V. From Lab Technology to Large-Scale Industrialization

 

From Microbial Strains to Industrial Applications

From Microbial Strains to Industrial Applications

The industrial rollout of AI-driven strain foundation models is still in the early stage, yet its technical evolution path is clear. Large language model-assisted strain design has been practically validated; AI agents can independently execute full experimental planning workflows; and Matwings Technology’s delivery of dozens of industrial projects proves that AI-designed protein modules are readily applicable to mass manufacturing.

The next phase of industrial advancement relies on continuous data loop iteration.

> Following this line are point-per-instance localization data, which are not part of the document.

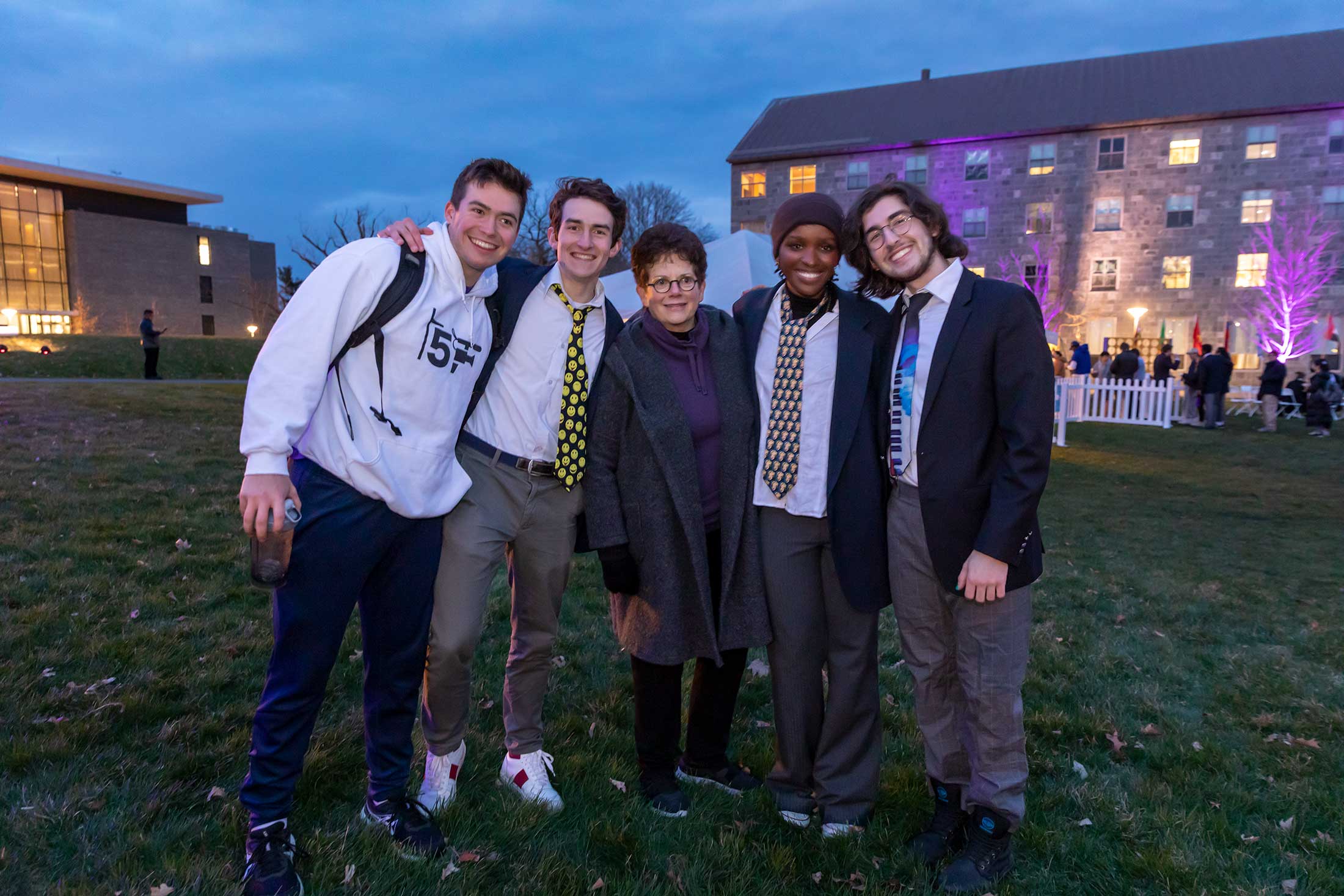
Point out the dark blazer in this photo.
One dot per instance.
(641, 488)
(856, 479)
(984, 430)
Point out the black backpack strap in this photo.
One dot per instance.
(411, 274)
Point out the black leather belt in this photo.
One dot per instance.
(531, 468)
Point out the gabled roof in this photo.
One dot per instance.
(1246, 77)
(111, 183)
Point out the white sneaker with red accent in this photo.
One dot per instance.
(440, 786)
(527, 776)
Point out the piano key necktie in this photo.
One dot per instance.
(780, 465)
(904, 382)
(572, 439)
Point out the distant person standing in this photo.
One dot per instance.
(1215, 376)
(150, 341)
(1272, 385)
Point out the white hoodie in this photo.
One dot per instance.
(433, 354)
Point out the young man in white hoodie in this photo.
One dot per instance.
(366, 449)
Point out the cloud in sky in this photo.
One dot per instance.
(294, 109)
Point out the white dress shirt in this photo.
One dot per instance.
(808, 496)
(932, 316)
(520, 409)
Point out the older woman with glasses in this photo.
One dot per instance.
(668, 503)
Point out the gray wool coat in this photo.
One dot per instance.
(641, 488)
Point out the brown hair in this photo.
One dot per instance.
(492, 171)
(594, 189)
(871, 280)
(660, 242)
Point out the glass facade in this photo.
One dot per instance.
(32, 249)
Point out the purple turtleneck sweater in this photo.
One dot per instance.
(688, 363)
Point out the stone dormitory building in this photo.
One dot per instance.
(1140, 177)
(82, 252)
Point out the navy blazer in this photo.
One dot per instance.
(984, 429)
(856, 479)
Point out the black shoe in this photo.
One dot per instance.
(269, 861)
(733, 777)
(409, 824)
(946, 831)
(987, 858)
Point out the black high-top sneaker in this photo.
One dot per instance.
(946, 831)
(409, 824)
(987, 858)
(269, 861)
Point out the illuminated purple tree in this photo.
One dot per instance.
(1300, 262)
(1034, 271)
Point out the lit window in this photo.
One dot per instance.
(1040, 218)
(1332, 203)
(975, 222)
(977, 164)
(753, 184)
(1180, 211)
(1257, 206)
(1105, 271)
(917, 170)
(1262, 142)
(858, 175)
(1177, 272)
(1111, 153)
(1106, 216)
(1183, 150)
(1040, 159)
(1251, 269)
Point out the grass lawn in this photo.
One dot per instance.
(182, 358)
(1194, 583)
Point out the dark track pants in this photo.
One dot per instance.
(348, 550)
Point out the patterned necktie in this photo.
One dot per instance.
(572, 440)
(780, 465)
(904, 382)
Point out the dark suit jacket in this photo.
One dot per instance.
(856, 479)
(518, 280)
(984, 430)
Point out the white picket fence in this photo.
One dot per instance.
(1081, 399)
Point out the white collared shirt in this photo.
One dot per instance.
(520, 409)
(932, 316)
(808, 496)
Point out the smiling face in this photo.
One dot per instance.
(909, 257)
(483, 226)
(675, 309)
(583, 242)
(808, 257)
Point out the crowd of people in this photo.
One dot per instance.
(775, 477)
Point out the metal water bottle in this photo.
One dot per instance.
(271, 558)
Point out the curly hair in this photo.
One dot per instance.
(871, 280)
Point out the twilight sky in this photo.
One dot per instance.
(292, 111)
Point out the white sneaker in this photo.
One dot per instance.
(440, 786)
(527, 777)
(841, 829)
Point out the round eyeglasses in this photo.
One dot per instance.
(664, 285)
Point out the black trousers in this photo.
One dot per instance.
(714, 695)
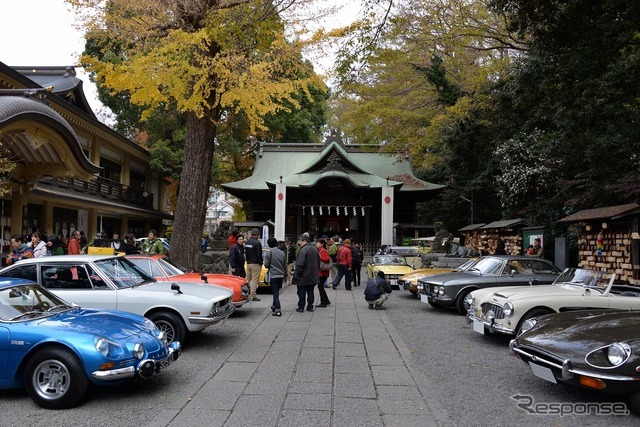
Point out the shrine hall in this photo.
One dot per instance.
(352, 191)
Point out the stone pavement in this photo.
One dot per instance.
(343, 365)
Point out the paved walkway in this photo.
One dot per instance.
(343, 365)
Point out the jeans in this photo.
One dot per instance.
(305, 290)
(276, 284)
(343, 270)
(324, 299)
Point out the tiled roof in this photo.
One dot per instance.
(609, 212)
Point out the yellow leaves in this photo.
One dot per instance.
(200, 58)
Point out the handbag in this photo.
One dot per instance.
(326, 266)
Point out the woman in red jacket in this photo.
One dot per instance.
(323, 275)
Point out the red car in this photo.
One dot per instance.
(163, 269)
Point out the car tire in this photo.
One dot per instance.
(530, 314)
(434, 305)
(172, 326)
(55, 379)
(461, 308)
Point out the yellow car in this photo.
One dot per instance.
(409, 282)
(393, 266)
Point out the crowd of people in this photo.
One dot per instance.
(323, 264)
(38, 244)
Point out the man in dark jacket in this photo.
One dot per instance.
(253, 254)
(377, 291)
(236, 257)
(305, 275)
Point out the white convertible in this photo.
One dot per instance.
(504, 309)
(113, 282)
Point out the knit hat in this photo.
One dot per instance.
(305, 237)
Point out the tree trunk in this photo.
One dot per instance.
(188, 223)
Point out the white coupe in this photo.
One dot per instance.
(115, 283)
(504, 310)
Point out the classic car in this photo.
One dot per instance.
(55, 349)
(164, 269)
(503, 310)
(594, 349)
(393, 266)
(409, 282)
(114, 282)
(445, 290)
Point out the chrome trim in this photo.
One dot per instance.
(212, 319)
(566, 368)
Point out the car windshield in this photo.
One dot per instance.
(488, 265)
(28, 302)
(388, 260)
(122, 272)
(171, 267)
(580, 276)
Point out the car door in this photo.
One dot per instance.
(61, 278)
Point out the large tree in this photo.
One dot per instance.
(205, 59)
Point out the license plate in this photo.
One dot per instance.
(478, 326)
(542, 372)
(165, 362)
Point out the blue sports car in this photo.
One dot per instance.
(55, 349)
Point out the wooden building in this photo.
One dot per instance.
(72, 171)
(333, 189)
(609, 240)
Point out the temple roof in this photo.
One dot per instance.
(305, 165)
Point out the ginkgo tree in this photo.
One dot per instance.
(205, 58)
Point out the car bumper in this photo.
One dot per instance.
(143, 368)
(480, 325)
(213, 318)
(557, 371)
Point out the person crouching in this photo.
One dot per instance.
(377, 291)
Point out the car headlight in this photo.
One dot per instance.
(528, 325)
(138, 351)
(108, 348)
(470, 299)
(507, 309)
(618, 353)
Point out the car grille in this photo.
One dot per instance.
(497, 310)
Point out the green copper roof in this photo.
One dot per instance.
(305, 165)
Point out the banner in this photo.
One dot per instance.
(281, 210)
(386, 236)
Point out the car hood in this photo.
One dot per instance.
(104, 323)
(439, 279)
(572, 335)
(200, 289)
(415, 275)
(226, 280)
(516, 293)
(393, 269)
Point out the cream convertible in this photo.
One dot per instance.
(505, 309)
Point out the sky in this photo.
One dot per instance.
(42, 33)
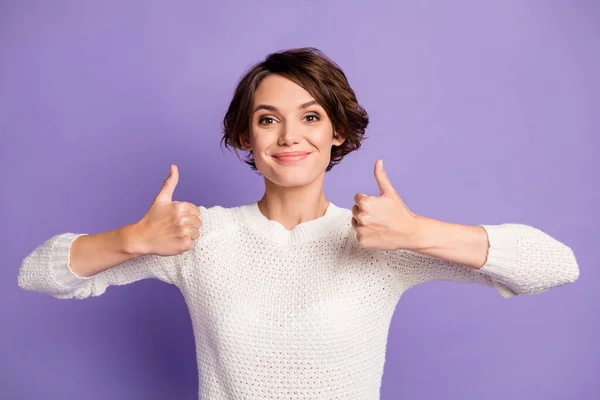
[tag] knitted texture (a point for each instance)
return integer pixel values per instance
(301, 313)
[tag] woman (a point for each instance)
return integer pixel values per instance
(292, 296)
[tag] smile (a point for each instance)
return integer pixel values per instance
(290, 158)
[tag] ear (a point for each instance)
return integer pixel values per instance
(338, 138)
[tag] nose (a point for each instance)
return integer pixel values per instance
(288, 135)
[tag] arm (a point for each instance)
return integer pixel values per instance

High-quality strain fermentation data carries greater value than algorithm frameworks themselves. Only by feeding real fermentation data generated from AI-designed strains back into model training can the precision and reliability of strain design be continuously upgraded.

When AI enables programmable, precise customization of industrial strains comparable to semiconductor chip design, the biomanufacturing industry will undergo transformative change. Strain development pipelines that once took years may in the future be finished within weeks, covering the full process from digital design to industrial-scale verification. Microbial strains, once shaped solely by natural evolution, will evolve into standardized, editable, and regulatable industrial biological components.